Case study
A shrinking customer base, reversed in about ten weeks.
A founder-led B2B software company of around fifty people was losing customers faster than it could win them. It had outgrown the instinct and memory that built it, so we put measurement where there was none, and the numbers moved.
What we did
Verify, measure, then fix.
The same method, in the same order, behind every engagement.
Verify what's real
The company believed it served roughly ten thousand customers. Cross-referencing billing against the CRM, we found more than a thousand ghost records, test accounts, duplicates, and cancellations that were never closed, and set the real paying base at less than half the assumed figure. A reconciliation across four independent sources tied out to zero variance and surfaced more than 450 accounts that were billing but missing from the CRM. The same pass showed cancellations outrunning new sales by more than three to one, arriving through three separate inboxes, with roughly 44% sitting in one uncategorised bucket, so no one could say why customers were leaving.
Put measurement in place
Before changing anything, we built the instruments the company lacked. A 21-category system captured the real reason behind every cancellation, with the fields enforced so the data stayed clean. We analysed more than 8,800 support tickets to set the first real productivity and response baselines, and added service-level and satisfaction tracking where feedback had been running under 2%. A supplier-by-supplier cost model, cross-referenced across five sources, flagged about $31,000 a year of spend that was not paying its way inside a vendor base near $146,000.

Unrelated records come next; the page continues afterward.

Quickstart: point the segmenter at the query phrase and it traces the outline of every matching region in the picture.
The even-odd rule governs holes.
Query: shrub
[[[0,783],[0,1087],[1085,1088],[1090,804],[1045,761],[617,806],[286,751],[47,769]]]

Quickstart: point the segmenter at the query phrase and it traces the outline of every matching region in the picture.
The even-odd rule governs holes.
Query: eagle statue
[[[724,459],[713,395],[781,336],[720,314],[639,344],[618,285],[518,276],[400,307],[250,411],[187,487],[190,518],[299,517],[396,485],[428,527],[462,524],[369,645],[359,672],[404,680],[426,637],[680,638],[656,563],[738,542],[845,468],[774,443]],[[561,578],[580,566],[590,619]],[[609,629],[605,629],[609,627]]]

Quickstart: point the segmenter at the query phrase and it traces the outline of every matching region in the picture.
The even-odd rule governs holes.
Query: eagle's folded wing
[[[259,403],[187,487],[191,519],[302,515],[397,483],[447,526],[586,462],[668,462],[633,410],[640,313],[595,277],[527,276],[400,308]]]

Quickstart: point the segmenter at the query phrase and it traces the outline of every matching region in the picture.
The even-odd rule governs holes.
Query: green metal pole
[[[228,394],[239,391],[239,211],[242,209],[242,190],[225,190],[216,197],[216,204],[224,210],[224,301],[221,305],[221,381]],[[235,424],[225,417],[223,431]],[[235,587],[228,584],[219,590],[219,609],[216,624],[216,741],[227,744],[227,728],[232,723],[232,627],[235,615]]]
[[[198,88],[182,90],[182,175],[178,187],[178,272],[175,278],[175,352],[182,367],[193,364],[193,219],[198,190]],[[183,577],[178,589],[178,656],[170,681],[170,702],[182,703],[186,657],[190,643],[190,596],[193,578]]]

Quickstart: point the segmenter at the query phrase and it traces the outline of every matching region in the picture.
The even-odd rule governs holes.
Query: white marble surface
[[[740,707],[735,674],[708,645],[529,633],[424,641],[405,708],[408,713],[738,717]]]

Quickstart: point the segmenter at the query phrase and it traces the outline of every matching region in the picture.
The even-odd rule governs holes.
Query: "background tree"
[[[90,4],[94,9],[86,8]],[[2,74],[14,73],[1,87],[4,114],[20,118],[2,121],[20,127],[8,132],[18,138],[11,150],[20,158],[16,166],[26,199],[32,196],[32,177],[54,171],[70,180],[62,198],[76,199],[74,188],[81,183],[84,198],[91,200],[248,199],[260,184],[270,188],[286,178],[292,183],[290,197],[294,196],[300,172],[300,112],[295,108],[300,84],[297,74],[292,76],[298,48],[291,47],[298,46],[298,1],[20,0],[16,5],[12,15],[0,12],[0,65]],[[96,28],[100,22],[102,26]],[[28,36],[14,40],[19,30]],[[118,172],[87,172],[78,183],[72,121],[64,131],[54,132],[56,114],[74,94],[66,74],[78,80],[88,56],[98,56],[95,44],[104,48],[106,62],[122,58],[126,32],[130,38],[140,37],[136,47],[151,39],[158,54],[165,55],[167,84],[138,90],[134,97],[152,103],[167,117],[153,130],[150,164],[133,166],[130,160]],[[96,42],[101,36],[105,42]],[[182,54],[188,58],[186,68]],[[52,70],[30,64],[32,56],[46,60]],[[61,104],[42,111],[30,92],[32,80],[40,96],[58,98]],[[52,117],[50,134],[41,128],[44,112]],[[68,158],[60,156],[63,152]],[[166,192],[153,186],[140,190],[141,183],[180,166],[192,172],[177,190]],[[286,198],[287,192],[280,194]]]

Fix what's costing the most
With the picture clear, we made the few changes the numbers pointed to. The largest was a structured retention-call routine, tested personally on the first calls, which saved half of the customers who called to cancel against a prior rate under 10%. Categorised cancellations made the biggest recoverable driver visible and workable, and the supplier model became a repricing list.
The results
About ten weeks, measured.
Net customer movement
−68 / mo→+25 / mo
Cancellations to new sales
3.2 to 1→1.35 to 1
Effective annual churn
24.4%→16.9%
Retention-call save rate
under 10%→50%
Open support backlog
571→375
Measured over about ten weeks. Figures rounded; client details withheld for confidentiality.